The foundation of the island city began in 2006 when the government, led by Pervez Musharraf, signed a memorandum with Dubai-based developers to sell
16km of coastline for development. In 2013, Pakistani property tycoon Malik Riaz signed with an Abu Dhabi investor to build the “world’s tallest building” on the island city.
More recent plans revive the same extravagant
claims of surpassing Dubai, with properties and projects on the twin islands. The government report notes that policies will be in place to enhance the international competitiveness of tourism and commerce.
Sindhi activists have objected, saying the development benefits only the elite and harms the unique ecology of the delta. Their “save the islands” movement has gathered momentum
among the community, which numbers more than 100,000 in the village of IbrahimHyderi alone. According to the Sindh Livestock and Fisheries department, there are six million fishermen in the province.
Muhammad Qasim, 36, and four of his brothers are fishermen. “People tell us the sea won’t vanish so let these developments happen. The sea won’t vanish, but it is being taken away from us
by force,” he says. “Our livelihood is being taken from us. We are alive because of the sea. Federal government should be giving jobs to us but instead, they are taking our jobs away.”
Environmentalist Arif Hasan says: “The islands are part of a delicate ecosystem. Mangrove marshes are nurseries for fish. They are home to migratory birds and also a
buffer between the city and the ocean.

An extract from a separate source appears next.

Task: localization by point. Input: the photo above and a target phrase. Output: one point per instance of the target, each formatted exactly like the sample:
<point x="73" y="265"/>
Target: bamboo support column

This buffer has saved Karachi city during many cyclones.”
Mohammed Ali Shah, president of Pakistan Fisherfolk Forum, alleges that the government order was illegal, as it did not have the authority to take
over islands that are located in provincial waters.
Additionally, fishermen fear being seen as a “security risk”. In recent months
their movement has been restricted, they have been banned from Dingi island, and those caught with their boats too close to the island have been chased off, or even attacked.